Se entiende que el proceso no esté siendo sencillo. El periodista ha de tomar el corazón de lo que le dijeron que era una noticia para tirarlo a la basura dado que hoy la estructura de las 5Ws se ha hecho tan elemental que para diferenciarse no queda más que 1W, lo explico a continuación:

1) What: el qué se ha democratizado. Alexandra Ocassio-Cortez revela el qué a través de Instagram Live. Elon Musk obtiene el qué del CEO de Robinhood. Un futbolista entrevista a otro futbolista y termina descubriendo el qué. Un ciudadano cualquiera con su teléfono capta videos de una balacera y se convierte en el qué más poderoso del momento.

Es cierto que el periodista, sobre todo en sectores donde se prefiere tener a los qués bajo llave, aún puede ganar una noticia a partir del qué. Pero es, por lo general, un pésimo negocio porque su lifetime value es mínimo, tan reducido como lo que tardan otros en replicarlo, a veces ni siquiera a través de una nota, sino por medio de un tuit que se convertirá en otro, en otro, en otro y en otro hasta que la fuente original ha sido erosionada.

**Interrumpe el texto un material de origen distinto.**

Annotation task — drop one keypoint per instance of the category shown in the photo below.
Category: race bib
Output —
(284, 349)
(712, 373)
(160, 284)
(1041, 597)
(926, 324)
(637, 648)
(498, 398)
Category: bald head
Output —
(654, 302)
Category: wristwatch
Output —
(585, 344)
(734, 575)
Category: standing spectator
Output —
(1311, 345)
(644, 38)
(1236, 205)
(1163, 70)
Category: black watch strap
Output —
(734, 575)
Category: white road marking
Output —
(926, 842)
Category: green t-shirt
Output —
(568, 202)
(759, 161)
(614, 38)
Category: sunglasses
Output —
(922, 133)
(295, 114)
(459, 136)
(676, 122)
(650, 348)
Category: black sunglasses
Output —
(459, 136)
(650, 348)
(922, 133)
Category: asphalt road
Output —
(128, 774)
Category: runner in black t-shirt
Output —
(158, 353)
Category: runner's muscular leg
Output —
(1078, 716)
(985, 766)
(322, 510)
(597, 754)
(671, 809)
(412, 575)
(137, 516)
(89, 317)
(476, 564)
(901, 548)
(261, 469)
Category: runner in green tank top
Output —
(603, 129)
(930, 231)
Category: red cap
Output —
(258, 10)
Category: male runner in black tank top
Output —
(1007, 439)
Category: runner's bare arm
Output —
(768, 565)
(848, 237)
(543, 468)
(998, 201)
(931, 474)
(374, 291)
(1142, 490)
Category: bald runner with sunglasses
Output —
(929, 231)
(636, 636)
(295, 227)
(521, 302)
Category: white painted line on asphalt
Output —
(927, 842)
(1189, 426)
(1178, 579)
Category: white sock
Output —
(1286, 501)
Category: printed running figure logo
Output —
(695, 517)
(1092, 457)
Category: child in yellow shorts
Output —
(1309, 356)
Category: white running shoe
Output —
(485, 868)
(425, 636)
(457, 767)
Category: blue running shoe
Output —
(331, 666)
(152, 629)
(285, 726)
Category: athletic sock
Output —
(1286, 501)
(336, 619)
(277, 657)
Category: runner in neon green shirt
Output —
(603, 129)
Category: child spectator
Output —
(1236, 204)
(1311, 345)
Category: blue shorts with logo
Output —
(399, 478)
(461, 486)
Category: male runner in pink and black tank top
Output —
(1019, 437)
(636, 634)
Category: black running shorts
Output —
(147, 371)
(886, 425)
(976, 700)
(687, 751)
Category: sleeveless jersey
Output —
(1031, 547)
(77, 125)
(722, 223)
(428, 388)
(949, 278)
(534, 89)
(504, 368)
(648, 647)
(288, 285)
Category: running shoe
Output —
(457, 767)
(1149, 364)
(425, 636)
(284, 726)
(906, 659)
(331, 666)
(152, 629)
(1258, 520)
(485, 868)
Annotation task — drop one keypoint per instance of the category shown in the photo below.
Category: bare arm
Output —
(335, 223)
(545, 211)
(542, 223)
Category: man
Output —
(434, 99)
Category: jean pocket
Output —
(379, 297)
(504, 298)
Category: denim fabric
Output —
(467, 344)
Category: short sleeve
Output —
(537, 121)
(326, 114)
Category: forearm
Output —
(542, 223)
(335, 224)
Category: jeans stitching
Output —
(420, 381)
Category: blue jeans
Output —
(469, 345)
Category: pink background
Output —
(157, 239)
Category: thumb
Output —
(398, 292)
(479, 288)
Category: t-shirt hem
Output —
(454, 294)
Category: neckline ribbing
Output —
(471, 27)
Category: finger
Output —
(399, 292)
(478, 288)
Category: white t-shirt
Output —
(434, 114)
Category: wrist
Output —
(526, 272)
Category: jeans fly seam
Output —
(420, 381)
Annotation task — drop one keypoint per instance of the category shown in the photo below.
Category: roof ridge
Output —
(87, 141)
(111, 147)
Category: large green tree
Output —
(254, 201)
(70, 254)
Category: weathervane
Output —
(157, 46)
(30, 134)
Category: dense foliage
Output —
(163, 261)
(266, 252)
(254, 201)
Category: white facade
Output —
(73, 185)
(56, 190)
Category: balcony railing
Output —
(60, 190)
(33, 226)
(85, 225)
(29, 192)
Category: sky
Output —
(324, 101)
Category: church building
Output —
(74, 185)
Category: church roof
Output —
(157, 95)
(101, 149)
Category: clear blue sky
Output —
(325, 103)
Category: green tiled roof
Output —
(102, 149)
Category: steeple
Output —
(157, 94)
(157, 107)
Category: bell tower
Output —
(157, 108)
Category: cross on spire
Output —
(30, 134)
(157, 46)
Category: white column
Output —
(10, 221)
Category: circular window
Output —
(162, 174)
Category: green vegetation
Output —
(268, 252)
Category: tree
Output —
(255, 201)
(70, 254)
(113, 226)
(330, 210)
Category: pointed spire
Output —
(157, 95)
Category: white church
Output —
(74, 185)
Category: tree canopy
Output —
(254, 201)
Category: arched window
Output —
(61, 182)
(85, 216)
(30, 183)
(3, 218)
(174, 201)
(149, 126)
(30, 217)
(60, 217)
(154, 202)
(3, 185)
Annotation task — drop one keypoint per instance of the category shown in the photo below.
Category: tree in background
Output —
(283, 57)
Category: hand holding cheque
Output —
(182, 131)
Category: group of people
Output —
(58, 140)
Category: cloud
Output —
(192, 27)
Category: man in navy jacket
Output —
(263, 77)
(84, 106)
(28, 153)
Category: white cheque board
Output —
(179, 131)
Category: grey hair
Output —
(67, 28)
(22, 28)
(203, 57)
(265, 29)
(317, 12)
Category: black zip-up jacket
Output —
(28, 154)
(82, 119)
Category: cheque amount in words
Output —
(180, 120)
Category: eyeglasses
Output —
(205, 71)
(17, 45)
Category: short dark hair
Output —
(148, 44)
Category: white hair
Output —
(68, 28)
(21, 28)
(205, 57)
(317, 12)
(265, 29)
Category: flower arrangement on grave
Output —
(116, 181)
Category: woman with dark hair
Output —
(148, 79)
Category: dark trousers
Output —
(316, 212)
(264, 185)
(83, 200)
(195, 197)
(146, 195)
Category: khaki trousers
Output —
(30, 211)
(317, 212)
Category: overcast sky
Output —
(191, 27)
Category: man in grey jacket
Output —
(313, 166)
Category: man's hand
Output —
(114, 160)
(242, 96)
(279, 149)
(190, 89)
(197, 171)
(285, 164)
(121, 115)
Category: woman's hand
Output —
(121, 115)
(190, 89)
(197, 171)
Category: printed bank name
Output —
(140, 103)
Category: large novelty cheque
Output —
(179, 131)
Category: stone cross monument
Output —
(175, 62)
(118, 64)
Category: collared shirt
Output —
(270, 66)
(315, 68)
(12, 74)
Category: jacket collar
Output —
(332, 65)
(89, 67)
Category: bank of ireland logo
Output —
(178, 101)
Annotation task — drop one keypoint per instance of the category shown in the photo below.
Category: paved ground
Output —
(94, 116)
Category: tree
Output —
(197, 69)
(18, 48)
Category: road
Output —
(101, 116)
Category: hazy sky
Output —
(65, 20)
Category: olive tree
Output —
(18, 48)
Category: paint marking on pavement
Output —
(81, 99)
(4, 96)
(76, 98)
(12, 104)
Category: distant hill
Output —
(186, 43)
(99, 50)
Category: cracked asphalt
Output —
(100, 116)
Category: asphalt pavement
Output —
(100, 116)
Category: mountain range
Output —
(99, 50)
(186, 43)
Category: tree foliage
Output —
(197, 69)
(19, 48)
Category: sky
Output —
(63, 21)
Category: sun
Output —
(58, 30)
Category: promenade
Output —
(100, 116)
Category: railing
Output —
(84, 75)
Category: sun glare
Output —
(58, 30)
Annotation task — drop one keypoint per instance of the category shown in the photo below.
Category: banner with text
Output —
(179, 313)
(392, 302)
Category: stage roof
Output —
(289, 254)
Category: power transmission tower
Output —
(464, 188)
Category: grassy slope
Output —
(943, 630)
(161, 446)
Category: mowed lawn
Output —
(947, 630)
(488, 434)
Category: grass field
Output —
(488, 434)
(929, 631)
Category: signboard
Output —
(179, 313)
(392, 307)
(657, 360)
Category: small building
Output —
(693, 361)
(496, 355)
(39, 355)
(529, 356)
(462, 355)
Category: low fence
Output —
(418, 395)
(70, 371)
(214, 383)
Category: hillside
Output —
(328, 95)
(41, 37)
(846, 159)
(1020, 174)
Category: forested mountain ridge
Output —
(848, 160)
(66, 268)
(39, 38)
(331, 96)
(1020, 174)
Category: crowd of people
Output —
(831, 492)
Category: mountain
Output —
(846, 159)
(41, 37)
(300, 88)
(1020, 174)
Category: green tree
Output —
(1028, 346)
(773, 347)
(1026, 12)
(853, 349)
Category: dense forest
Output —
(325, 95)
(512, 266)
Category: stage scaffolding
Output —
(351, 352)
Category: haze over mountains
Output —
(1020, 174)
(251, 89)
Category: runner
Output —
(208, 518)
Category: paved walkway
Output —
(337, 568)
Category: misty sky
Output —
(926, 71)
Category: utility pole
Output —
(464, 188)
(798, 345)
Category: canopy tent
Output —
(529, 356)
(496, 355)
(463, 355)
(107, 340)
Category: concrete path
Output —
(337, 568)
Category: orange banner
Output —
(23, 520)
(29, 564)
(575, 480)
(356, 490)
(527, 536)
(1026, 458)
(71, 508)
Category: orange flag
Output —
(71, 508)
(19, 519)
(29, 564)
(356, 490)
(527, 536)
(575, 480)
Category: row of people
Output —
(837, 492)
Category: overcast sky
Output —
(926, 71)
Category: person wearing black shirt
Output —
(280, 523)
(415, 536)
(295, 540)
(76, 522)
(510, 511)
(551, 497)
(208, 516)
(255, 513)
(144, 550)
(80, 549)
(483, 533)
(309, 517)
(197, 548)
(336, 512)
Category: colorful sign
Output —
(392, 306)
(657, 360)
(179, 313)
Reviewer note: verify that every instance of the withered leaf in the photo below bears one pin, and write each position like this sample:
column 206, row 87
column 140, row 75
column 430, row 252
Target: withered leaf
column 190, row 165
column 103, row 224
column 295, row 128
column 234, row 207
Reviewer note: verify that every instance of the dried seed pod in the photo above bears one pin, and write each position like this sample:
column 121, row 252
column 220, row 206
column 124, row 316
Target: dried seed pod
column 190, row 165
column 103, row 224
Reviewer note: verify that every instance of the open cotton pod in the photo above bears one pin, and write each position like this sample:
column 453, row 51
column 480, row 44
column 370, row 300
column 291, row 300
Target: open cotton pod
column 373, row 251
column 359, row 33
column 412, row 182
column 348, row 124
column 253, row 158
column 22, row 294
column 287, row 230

Para la obtención del qué solía considerarse a la entrevista como el formato estrella, pero el periodismo es cada vez más el peor posicionado para que una figura pública de cualquier tipo termine accediendo a ser entrevistado. Dado que el periodista parte, por su naturaleza misma, del deseo por generar respuestas de impacto, lo que en muchos de los casos significa ir en contra de los intereses del entrevistado, para ellos es más fácil pactar encuentros con compañeros de profesión, hacer un anuncio a través de Instagram Live, subir un video en YouTube, sincerarse en Clubhouse o streamear en Twitch.

La entrevista en el ecosistema actual de creación y consumo de contenidos dejó en su mayoría de ser un ejercicio periodístico para convertirse en una actividad de relaciones públicas muy a modo, en la que ambas partes saben que aquello va de pasarla bien o incluso de pasarla mal, pero porque el entrevistado y el entrevistador han decidido que así sea no por la presión ejercida en una pregunta.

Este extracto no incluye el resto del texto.